Deputy Chief Chris Meier of the Smithfield Police Department, however, was unable to confirm Thornton’s allegations.

“We haven’t been contacted about anything,” he said, speaking to The Smithfield Times by phone Oct. 12.

Capt. Tommy Potter, a spokesman for the Sheriff’s Office, said he too was “not aware of any specific threats towards Dr. Thornton.”

“At this time there are no investigations being conducted concerning any threats,” Potter said via an email to The Smithfield Times on Oct. 11.

But according to school system spokeswoman Lynn Briggs, Thornton has been in contact with two Sheriff’s Office deputies regarding the alleged threats, which she said were made via email. She identified one officer as Lt. Anthony Edwards, who is listed on the Sheriff’s Office’s website as a member of the agency’s command staff, and the other as Cpl.
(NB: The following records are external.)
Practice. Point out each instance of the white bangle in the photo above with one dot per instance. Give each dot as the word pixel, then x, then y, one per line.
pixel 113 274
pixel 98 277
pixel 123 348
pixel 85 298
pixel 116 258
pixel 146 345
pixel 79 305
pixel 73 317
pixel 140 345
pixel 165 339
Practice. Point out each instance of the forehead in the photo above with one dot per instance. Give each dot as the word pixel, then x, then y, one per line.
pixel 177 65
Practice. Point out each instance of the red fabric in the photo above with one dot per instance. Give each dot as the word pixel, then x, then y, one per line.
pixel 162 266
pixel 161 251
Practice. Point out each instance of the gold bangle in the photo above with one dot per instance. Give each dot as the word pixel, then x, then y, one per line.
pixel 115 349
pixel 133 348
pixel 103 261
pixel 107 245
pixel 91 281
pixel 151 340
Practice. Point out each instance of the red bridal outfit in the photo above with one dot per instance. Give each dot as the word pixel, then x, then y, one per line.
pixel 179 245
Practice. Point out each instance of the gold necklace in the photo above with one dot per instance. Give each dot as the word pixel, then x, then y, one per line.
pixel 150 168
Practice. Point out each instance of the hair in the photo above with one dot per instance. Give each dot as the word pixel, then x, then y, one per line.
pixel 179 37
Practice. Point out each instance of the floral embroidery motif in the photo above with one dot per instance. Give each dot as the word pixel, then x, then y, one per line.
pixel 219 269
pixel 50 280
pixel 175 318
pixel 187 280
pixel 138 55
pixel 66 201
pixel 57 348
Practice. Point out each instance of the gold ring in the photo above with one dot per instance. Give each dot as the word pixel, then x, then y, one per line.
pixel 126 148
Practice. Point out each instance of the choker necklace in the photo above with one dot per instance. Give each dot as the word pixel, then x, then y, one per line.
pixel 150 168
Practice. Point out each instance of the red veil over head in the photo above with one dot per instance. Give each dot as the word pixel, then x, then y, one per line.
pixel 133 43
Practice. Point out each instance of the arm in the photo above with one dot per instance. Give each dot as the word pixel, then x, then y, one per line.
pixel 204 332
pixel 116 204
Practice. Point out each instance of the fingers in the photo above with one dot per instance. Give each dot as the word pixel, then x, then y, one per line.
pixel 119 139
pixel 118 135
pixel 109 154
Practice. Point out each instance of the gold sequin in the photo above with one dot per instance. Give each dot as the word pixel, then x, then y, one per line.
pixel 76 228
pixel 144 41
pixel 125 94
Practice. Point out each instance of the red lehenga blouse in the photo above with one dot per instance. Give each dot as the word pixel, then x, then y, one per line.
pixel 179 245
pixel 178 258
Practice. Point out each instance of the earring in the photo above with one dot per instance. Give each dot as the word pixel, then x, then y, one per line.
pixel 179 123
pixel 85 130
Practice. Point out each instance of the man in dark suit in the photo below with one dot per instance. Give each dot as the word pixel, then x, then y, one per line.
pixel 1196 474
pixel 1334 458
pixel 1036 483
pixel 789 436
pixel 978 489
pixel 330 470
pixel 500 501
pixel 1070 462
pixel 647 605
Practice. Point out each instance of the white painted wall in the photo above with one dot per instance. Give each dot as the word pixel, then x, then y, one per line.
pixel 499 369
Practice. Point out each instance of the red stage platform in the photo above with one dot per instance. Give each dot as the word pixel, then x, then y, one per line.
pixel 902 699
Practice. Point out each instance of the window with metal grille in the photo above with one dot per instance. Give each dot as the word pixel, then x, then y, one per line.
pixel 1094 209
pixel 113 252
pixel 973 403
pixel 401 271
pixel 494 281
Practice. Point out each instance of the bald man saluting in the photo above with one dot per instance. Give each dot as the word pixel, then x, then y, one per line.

Alex Johnson.

A Sept. 7 email exchange between Thornton and Edwards acknowledges the Sheriff’s Office as having received a copy of a Sept. 4 email to Thornton signed “Tick tock Jimmy,” which Thornton perceived to be a threat on his life.

According to Briggs, Thornton’s phone number has been added to a 911 watch list, which would report any call from his number as a high priority, and his home is being watched periodically. Email records indicate the same is true for Jones.

Sept. 8 emails to Thornton and Jones from Johnson acknowledge both administrators having also been added to the Sheriff’s Office’s patrol checklist.

“They did investigate the emails and it appears they have been routed somewhere out of the United States … so the Sheriff’s Office is not able to identify the sender,” Briggs said.

“I know of at least one principal that has received a similar message,” Briggs added.

The Sheriff’s Office also increased its presence at the Sept. 9 School Board meeting, Briggs said, after Thornton asked that he and Jones be protected during the meeting and afterward as they were heading back to their cars.

Potter declined to confirm Briggs’ remarks, stating on Oct. 12 only that Thornton “has never filed an official report.”

A pattern of threats against school officials over local policy decisions is emerging nationwide, according to Associated Press reporting.

An Oct. 4 memorandum from U.S. Attorney General Merrick Garland states the federal Department of Justice will “announce a series of measures” to combat the “disturbing spike in harassment, intimidation, and threats of violence against school administrators, board members, teachers and staff.”